The Gandalf of this fine fellowship is Dr. Corey Olsen, an engaging academic from Washington College who has been podcasting his Tolkien and Middle English classes for a few years now, along with more in-depth conversations, lectures and Q&A sessions on related topics. Olsen announced the institute as part of a live broadcast on the Middle Earth Radio Network and posted a recording of the announcement in a two–part podcast on his Tolkien Professor site.
Beyond the prime directive of promoting Tolkien studies, the institute will offer masters-level courses that eventually will be applied toward a degree at the soon-to-exist (and be accredited) Signum University. They are targeting 2014 for the first graduating class — and I intend to be part of that.
I’ve been searching for several years now for a master’s program that suits my interests. I’ve contemplated programs both at traditional institutions and online studies, but until now, I haven’t found anything that excites me as much as the program the Mythgard Institute is developing. If niches are meant to be filled, then Mythgard Institute appears to fit nicely inside mine.
Um, or something like that….
I’ve committing already enrolled in the inaugural course — The Great Tales: Tolkien and the Epic — for master’s credit. I just ordered all the required reading from Amazon, and everything should arrive by the time the class starts the week of Aug. 29.

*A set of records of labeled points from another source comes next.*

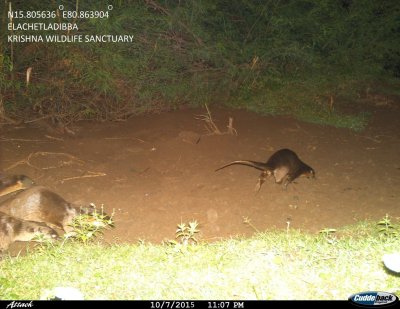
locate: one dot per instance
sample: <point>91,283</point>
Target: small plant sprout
<point>186,233</point>
<point>387,229</point>
<point>247,220</point>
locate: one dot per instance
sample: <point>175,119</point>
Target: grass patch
<point>272,265</point>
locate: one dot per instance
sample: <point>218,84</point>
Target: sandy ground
<point>156,171</point>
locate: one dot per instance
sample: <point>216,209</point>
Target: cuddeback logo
<point>372,298</point>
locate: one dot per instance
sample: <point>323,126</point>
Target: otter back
<point>13,183</point>
<point>14,229</point>
<point>42,205</point>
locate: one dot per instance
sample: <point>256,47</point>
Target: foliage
<point>88,226</point>
<point>271,265</point>
<point>276,57</point>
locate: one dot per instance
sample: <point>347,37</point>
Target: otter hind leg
<point>261,180</point>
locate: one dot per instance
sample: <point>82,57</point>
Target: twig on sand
<point>212,128</point>
<point>61,163</point>
<point>89,174</point>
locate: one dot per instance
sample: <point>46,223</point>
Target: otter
<point>42,205</point>
<point>284,164</point>
<point>14,229</point>
<point>13,183</point>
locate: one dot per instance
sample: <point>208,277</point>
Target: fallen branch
<point>88,175</point>
<point>27,161</point>
<point>212,128</point>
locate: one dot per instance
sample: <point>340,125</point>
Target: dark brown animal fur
<point>42,205</point>
<point>13,183</point>
<point>284,164</point>
<point>14,229</point>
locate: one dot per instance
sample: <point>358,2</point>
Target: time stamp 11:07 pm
<point>196,304</point>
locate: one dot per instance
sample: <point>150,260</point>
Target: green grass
<point>272,265</point>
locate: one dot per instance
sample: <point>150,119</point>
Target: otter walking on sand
<point>42,205</point>
<point>14,229</point>
<point>284,164</point>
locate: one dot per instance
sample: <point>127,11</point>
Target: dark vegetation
<point>294,57</point>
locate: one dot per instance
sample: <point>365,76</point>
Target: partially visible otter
<point>42,205</point>
<point>14,229</point>
<point>284,164</point>
<point>13,183</point>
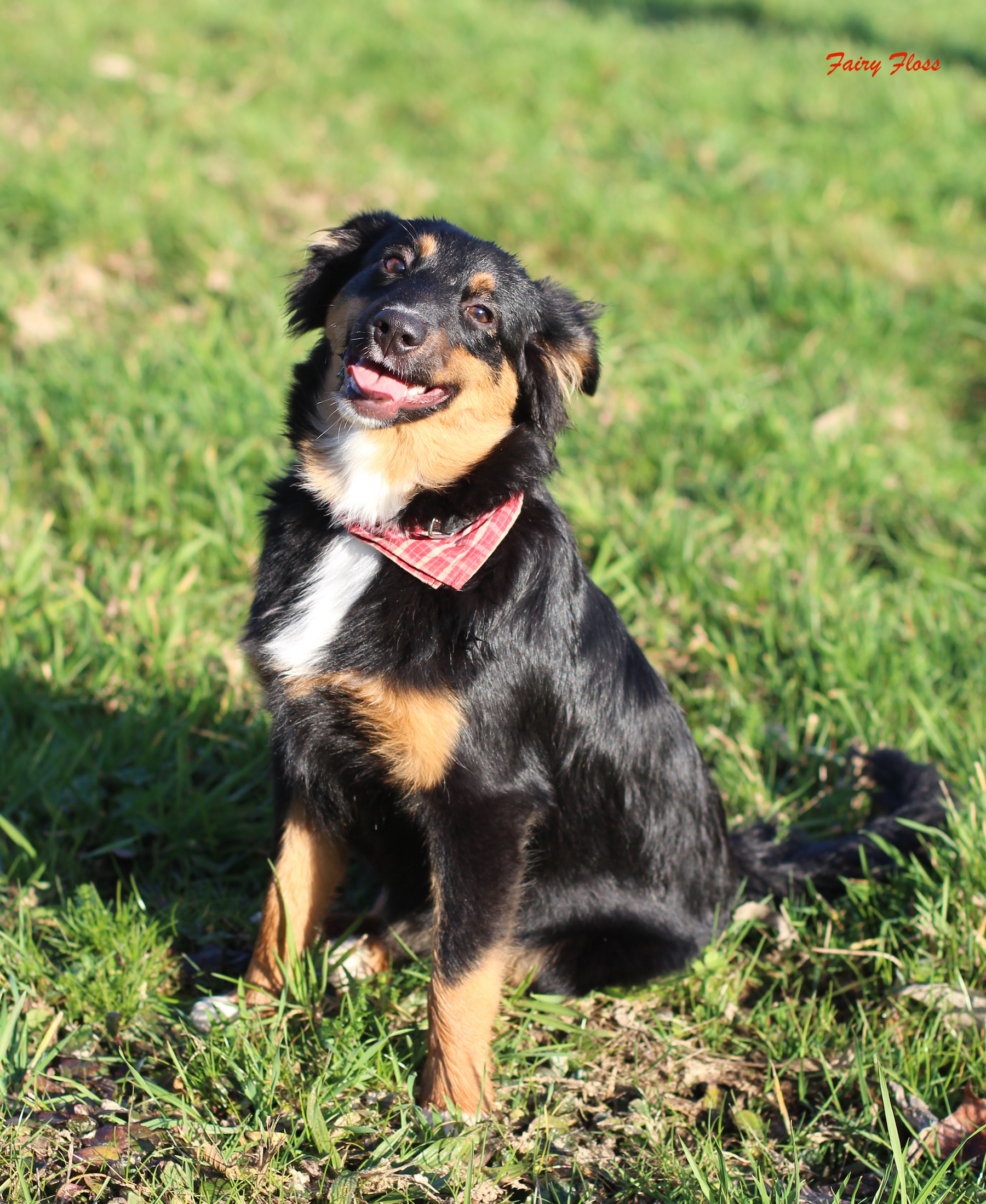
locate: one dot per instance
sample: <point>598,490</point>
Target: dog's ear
<point>559,358</point>
<point>331,261</point>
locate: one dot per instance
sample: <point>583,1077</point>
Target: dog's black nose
<point>397,332</point>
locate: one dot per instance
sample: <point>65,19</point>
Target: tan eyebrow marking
<point>482,282</point>
<point>427,245</point>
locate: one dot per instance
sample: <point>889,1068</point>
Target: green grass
<point>781,483</point>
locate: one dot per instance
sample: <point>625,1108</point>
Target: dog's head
<point>439,344</point>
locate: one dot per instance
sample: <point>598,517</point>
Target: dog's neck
<point>348,473</point>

I’m really excited. Even if I decide not to go beyond one course, I think this type of special interest opportunity is exactly the type of thing that has been missing from the internet. I won’t say that traditional brick and mortar (or brick and Mordor…?) institutions are going the way of the dodo, but the Internet has long provided great opportunities for self-education that greatly lessen the value large universities provide. Developing a rigorous way to study special interest topics such as Tolkien’s works and related topics is the next obvious evolutionary step.